Ashley Milne-Tyte: Twenty-eight million viewers tuned in to watch the first season of Survivor. That show included this famous speech from contestant Sue, a truck driver from the Midwest:
Sue: Rich, you’re a very openly arrogant, pompous human being. But I admire your frankness with it.
Real people competing, confessing and back-biting on screen. At the time, it was all new.
Ron Simon is curator for TV and radio at the Paley Center for Media:
Ron Simon: They are bringing emotions and thoughts and feelings that most people used to keep private. You know, it is compelling.
Survivor was followed by shows like American Idol, The Apprentice and The Biggest Loser.
Sam Craig teaches marketing at NYU’s Stern School of Business. He says networks were delighted to find reality shows were as popular as dramas.
Sam Craig: But the cost of that programming was approximately half of a prime-time drama. So the ad revenue stayed the same and in some cases grew, the cost diminished greatly, and so it was profitable.
Now TV schedules are crammed with reality shows. But Ron Simon says that’s been good in some ways for comedies and dramas.
Simon: Say The Sopranos or The Wire or Rescue Me, they’re something that we haven’t seen before in drama. And I think reality in many ways have pushed producers to come up with new concepts in fictional programming.
Much of the best new drama is on cable.
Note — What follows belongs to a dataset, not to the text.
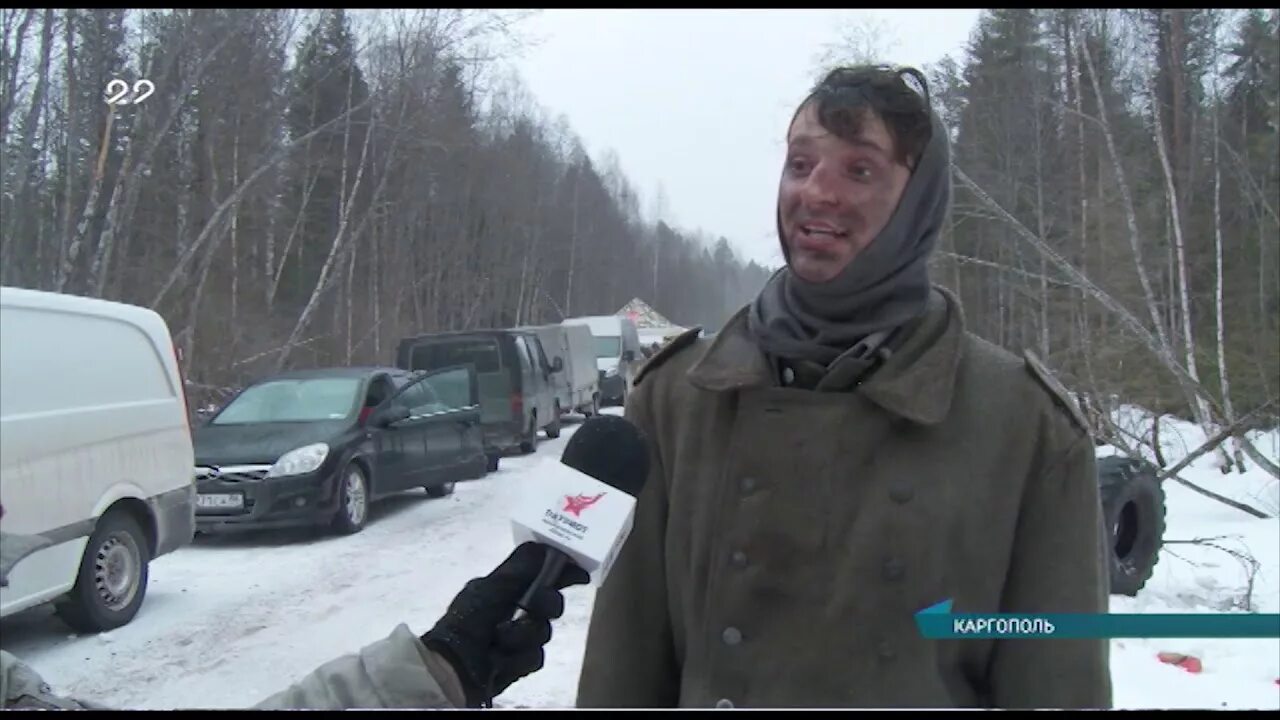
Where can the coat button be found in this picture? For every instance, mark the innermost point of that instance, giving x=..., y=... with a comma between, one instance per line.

Sam Craig from the Stern School of Business says the networks, which rely mainly on ad revenue, can’t afford to take as many risks.
Craig: All of the TV networks are part of major media conglomerates, and they’ve got someone looking over their shoulder and putting a lot of pressure on for quarterly results.
He says as long as reality shows keep making money, producers will keep dreaming up new concepts to temp contestants and viewers.
I’m Ashley Milne-Tyte for Marketplace.